I'm not in the Bay Area, so I'm afraid email will have to do.


> Whether GVN is an appropriate place for this opt is going to hinge on the
> precise details of the calling
> Convention, which you are still being vague about. You are simultaneously
> saying
> 1) the memcpy are necessary
> 2) the memcpy can and should be opt away
> But these two statements are mutually exclusive, so you need to be more
> precise about the CC.
>

The question was not about a calling convention, the memcpys are explicit
in the source language, but we'd like to give
some reasonable assurances that under appropriate circumstances, they'll go
away in the optimizer. If you really want the
whole story in the source language you're welcome to read the appropriate
design discussions. Some links with
various parts of the story.

https://github.com/JuliaLang/julia/pull/21912
https://github.com/JuliaLang/julia/issues/11902
https://github.com/JuliaLang/julia/issues/11610

It's hard for me to assess how informative those links will be to people
who haven't worked with julia a lot,
but that's the references we have anyway.
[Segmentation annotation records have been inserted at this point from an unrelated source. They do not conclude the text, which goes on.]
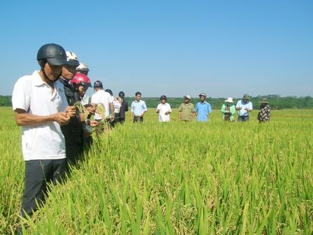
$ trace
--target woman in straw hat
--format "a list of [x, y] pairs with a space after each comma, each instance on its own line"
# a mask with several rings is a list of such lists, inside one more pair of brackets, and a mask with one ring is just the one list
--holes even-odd
[[262, 98], [260, 101], [260, 111], [258, 114], [259, 122], [268, 122], [270, 119], [270, 107], [267, 98]]
[[221, 112], [223, 113], [223, 118], [226, 122], [233, 122], [235, 113], [235, 107], [233, 104], [233, 98], [228, 97], [223, 104]]

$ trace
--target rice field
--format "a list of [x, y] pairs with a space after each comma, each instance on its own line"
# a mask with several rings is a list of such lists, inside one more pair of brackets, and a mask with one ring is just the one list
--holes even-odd
[[[20, 129], [0, 108], [0, 234], [17, 225], [23, 191]], [[313, 110], [270, 123], [143, 124], [127, 119], [94, 139], [52, 187], [27, 234], [312, 234]], [[129, 113], [127, 113], [129, 115]]]

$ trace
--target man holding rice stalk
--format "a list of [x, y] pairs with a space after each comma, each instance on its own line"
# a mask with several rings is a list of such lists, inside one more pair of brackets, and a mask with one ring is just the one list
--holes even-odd
[[[70, 106], [80, 101], [78, 92], [70, 84], [76, 74], [76, 68], [80, 64], [77, 55], [72, 52], [66, 52], [66, 64], [62, 67], [59, 81], [64, 86], [66, 99]], [[66, 146], [66, 158], [69, 164], [75, 164], [84, 149], [84, 131], [81, 116], [78, 109], [76, 115], [71, 118], [68, 124], [61, 127]]]
[[196, 105], [194, 112], [197, 114], [197, 122], [208, 122], [209, 113], [212, 113], [211, 105], [205, 101], [205, 93], [199, 94], [200, 101]]
[[94, 104], [83, 105], [82, 101], [82, 97], [85, 95], [88, 87], [92, 87], [90, 79], [83, 73], [77, 73], [74, 78], [70, 81], [70, 84], [78, 94], [78, 99], [80, 101], [76, 102], [75, 106], [80, 112], [84, 134], [84, 143], [90, 145], [92, 142], [91, 127], [94, 127], [98, 125], [98, 122], [92, 120], [90, 117], [92, 114], [94, 114], [96, 108]]
[[243, 99], [237, 102], [236, 111], [238, 111], [238, 122], [247, 122], [250, 112], [253, 110], [252, 103], [250, 101], [250, 96], [245, 94]]
[[156, 107], [156, 113], [159, 113], [159, 122], [170, 122], [170, 114], [172, 113], [170, 105], [166, 102], [167, 97], [165, 95], [161, 95], [160, 97], [161, 104], [158, 104]]
[[184, 97], [184, 103], [178, 108], [178, 120], [184, 122], [191, 122], [194, 119], [194, 106], [190, 103], [191, 97], [187, 94]]
[[[62, 66], [67, 63], [64, 49], [45, 44], [39, 49], [37, 60], [41, 70], [20, 78], [12, 96], [16, 122], [22, 127], [23, 218], [31, 217], [44, 203], [48, 183], [55, 185], [64, 177], [67, 162], [60, 126], [66, 125], [75, 115], [75, 106], [68, 106], [64, 86], [58, 80]], [[21, 231], [17, 229], [17, 232]]]
[[131, 103], [131, 120], [133, 119], [133, 122], [143, 122], [143, 115], [145, 113], [147, 112], [147, 108], [144, 101], [140, 100], [141, 93], [139, 92], [135, 94], [136, 100]]
[[101, 134], [105, 130], [105, 122], [114, 121], [113, 99], [108, 92], [103, 90], [101, 81], [95, 81], [94, 89], [96, 93], [92, 96], [91, 102], [98, 105], [94, 120], [99, 122], [97, 134]]

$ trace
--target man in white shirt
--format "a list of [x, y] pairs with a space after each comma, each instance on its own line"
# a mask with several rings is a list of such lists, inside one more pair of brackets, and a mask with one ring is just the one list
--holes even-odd
[[168, 122], [170, 121], [170, 113], [172, 113], [170, 105], [166, 103], [166, 96], [162, 95], [160, 98], [161, 104], [156, 107], [156, 113], [159, 113], [159, 122]]
[[131, 119], [133, 117], [133, 122], [143, 122], [143, 115], [147, 112], [147, 106], [144, 101], [140, 100], [141, 93], [136, 92], [136, 100], [131, 103]]
[[65, 175], [65, 140], [60, 126], [75, 116], [68, 106], [63, 85], [58, 81], [66, 64], [64, 49], [59, 45], [43, 45], [37, 54], [41, 71], [20, 78], [12, 95], [13, 108], [22, 126], [22, 147], [25, 161], [24, 190], [21, 215], [31, 216], [45, 201], [47, 183], [56, 184]]
[[96, 93], [92, 96], [91, 103], [98, 105], [102, 104], [105, 111], [104, 117], [102, 117], [100, 113], [96, 111], [94, 120], [98, 122], [100, 122], [102, 119], [105, 119], [108, 122], [114, 121], [113, 99], [111, 95], [103, 90], [101, 81], [95, 81], [94, 89]]
[[237, 102], [236, 111], [238, 111], [238, 122], [249, 121], [250, 112], [253, 110], [252, 103], [250, 101], [250, 96], [245, 94], [243, 99]]

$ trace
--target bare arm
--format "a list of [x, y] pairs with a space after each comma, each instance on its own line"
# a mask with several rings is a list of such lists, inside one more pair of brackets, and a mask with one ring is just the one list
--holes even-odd
[[114, 106], [113, 102], [110, 103], [110, 110], [111, 111], [111, 117], [110, 118], [111, 119], [111, 121], [114, 121]]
> Why is this important?, because even if Daniel B. can enhance GVN to “look
> through” the memcpys
> And optimize the loads from the local-stack-copy into loads through the
> original pointer argument,
> And optimize the stores into the local-stack-copy into stores through the
> original pointer argument,
> There is still the issue of deleting the memcpys themselves, which is the
> actual performance problem.
>
> But the rules of the C/C++ programming language aren’t typically going to
> allow these deletions,
> For example if the original pointer argument is passed to another
> function, or the address of any
> Or all of the local stack copy are passed to another function, or simply
> calling *any* function because
> It could by the C/C++ rules modify the original data, requiring the
> memcpys to be preserved.
>

C/C++ semantics are not as important here as is whether the LLVM memory
model allows this transformation.
We generate significantly stronger aliasing information in julia than clang
does in most cases, so while this
clearly needs to be done with the appropriate legality checks on aliasing
and memory order, I do believe the
transformation in the original example is allowable as given. If you think
there's an argument that it is disallowed
according to current IR semantics, that's something I'd be most interested
in.

PS, Don’t be intimidated by writing an IR-to-IR pass, I’ve already written
> one, they are easy.
> Yours will be particularly easy (after verifying the transform is legal)
> as it is just a “replace-all-
> Uses-of” which already exists, deleting the memcpys, and finally deleting
> the stack object.
>

That's certainly not the concern here. We've been doing this for many years
now, so we'd be perfectly
comfortable writing our own pass. Nevertheless, as I mentioned before, we
do try to make things generally
available when we can, and I feel that this is one of those situations.